What if there were a few core goals that all humans have that if you can pull on, would lead to massive levels of persuasion?
Frighteningly these secret switches of human persuasion exist in all of us and they are highly unconscious in most individuals.
1) Goal of affiliation
Humans are social animals. Most of the time they will make a great amount of effort to both be liked and to avoid rejection.
We don’t just want approval and respect from individuals, we want it from society as a whole. Conformity is within our very nature.
This is why things like giving value before asking for value back, including social proof in your prospecting and creating a community around your product or brand works so well.
2) Goal of accuracy
People don’t want to look like idiots. Looking foolish hurts their affiliation with others and so puts people on a hunt to always have the ‘right answer’.
If you’re seen as an expert in your field of sales your chances of closing the deal go up dramatically because people want to go with the best solution for their problem. Nobody wants second best as this might make them look stupid in the future.
3) Goal of maintaining self-image
A lot of people go through life not knowing who they really are. I’m 28 and it’s only been the past few years after a lot of work reading books and looking inward that I can start to say I know myself.

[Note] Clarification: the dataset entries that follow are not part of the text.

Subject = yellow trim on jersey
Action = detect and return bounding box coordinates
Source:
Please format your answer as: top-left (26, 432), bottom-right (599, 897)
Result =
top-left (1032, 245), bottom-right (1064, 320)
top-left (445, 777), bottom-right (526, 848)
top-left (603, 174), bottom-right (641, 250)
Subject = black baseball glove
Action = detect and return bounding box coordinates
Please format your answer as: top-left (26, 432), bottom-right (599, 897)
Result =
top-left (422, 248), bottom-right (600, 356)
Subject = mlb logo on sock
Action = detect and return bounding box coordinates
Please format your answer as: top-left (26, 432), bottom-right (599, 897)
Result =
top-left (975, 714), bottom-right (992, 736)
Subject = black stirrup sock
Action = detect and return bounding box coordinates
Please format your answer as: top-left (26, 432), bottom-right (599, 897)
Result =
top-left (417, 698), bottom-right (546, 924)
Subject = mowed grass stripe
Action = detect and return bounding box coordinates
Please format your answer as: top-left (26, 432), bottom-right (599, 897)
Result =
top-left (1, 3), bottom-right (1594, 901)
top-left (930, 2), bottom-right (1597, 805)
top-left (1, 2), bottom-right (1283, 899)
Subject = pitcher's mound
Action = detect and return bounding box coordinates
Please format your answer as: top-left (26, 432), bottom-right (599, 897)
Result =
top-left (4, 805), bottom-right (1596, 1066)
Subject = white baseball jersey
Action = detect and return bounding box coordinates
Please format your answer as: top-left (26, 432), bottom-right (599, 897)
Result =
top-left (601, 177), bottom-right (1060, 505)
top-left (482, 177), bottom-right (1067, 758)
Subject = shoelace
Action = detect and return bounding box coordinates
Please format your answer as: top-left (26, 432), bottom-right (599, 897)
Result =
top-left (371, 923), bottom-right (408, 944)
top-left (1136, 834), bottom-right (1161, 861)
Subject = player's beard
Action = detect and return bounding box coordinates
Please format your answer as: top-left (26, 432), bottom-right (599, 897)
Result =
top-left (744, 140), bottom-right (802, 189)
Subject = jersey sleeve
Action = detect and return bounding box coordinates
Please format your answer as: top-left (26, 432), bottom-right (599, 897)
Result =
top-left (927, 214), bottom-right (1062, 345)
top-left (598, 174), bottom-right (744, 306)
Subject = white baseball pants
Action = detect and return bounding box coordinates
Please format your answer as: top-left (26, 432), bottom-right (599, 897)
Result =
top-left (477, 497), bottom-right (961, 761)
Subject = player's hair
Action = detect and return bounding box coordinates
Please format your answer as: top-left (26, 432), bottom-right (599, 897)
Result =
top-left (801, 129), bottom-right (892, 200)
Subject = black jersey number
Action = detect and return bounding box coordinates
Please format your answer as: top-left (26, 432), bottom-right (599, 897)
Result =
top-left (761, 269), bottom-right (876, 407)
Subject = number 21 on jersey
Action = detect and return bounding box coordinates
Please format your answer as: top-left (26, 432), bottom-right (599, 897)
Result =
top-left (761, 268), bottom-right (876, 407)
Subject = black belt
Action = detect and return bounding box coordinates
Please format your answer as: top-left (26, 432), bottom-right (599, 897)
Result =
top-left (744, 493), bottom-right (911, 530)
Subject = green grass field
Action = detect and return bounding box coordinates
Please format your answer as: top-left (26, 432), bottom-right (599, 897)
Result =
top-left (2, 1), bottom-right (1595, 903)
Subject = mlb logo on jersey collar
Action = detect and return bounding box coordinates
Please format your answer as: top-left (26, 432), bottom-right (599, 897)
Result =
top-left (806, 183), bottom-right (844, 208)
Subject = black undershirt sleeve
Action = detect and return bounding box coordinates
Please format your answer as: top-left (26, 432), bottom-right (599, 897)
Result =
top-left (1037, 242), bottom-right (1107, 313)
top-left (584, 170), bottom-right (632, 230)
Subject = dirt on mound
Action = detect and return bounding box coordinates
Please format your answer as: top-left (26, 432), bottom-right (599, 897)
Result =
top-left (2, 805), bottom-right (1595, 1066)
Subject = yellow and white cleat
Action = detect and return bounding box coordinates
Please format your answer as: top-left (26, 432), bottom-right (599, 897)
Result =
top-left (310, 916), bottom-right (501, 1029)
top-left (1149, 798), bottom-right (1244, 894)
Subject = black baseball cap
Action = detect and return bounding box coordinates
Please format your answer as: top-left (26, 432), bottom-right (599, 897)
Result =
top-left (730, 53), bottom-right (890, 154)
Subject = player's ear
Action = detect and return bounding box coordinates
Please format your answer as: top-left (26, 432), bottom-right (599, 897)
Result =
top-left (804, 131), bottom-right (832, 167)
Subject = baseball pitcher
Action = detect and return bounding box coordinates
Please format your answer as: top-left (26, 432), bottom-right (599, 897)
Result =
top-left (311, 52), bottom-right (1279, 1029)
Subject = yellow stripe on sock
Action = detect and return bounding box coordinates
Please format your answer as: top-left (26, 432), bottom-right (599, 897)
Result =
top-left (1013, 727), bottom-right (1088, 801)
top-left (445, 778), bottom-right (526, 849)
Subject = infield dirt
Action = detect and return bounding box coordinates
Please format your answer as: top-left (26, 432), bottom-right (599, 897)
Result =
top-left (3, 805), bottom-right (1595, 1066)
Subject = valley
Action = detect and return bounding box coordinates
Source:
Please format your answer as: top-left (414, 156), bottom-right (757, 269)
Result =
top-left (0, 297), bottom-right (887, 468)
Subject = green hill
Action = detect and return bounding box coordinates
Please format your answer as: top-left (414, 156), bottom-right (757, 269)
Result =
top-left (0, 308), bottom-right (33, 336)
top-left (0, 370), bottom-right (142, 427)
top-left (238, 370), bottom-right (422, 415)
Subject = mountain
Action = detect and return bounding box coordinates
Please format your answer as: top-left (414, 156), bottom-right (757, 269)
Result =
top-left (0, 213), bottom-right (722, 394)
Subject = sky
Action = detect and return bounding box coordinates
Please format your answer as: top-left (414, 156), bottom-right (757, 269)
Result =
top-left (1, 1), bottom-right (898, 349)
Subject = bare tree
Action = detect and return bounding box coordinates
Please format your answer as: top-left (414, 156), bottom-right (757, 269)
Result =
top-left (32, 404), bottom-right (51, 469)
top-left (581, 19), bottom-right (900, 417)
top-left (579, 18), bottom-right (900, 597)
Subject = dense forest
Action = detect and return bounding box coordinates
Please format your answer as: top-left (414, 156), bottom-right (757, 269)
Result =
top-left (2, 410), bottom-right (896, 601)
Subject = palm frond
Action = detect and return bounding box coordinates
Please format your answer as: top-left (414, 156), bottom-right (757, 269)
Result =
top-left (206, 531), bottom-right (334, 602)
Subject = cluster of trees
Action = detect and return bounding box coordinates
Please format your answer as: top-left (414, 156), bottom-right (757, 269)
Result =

Hippy BS aside, because understanding your self-image takes a long time, people work very hard to protect it. This is why it’s very difficult to change someone’s mind once it has been made up even if they are clearly wrong about something.
Influencers can leverage this goal by simply making a smaller request before asking for a bigger one. Once someone has agreed to work with you on a smaller scale they are way more likely to do a bigger deal because they believe their initial response was the correct one and that you’re the right person to be dealing with.
Most people will go to surprising lengths to maintain their own positive self-image. The only place in my own experience where this fails is when selling directly with the entrepreneurs that founded large companies.
These guys know that their self-image has been created from not just their experiences but what they’ve wanted it to become and so are less swayable.
Unconscious
Everyone wants to be in with the cool crowd, be accurate and have a positive self-image but not everyone knows that pretty much everything they do is to move them closer towards these goals.
Chasing that girl, buying that car or even closing that special deal are all just actions that our unconscious is forcing us to do to get move closer towards acceptance.
If you can pull on any of these factors with your prospect with your pitch, product or service then you are leveraging an incredible amount of influence over your prospect.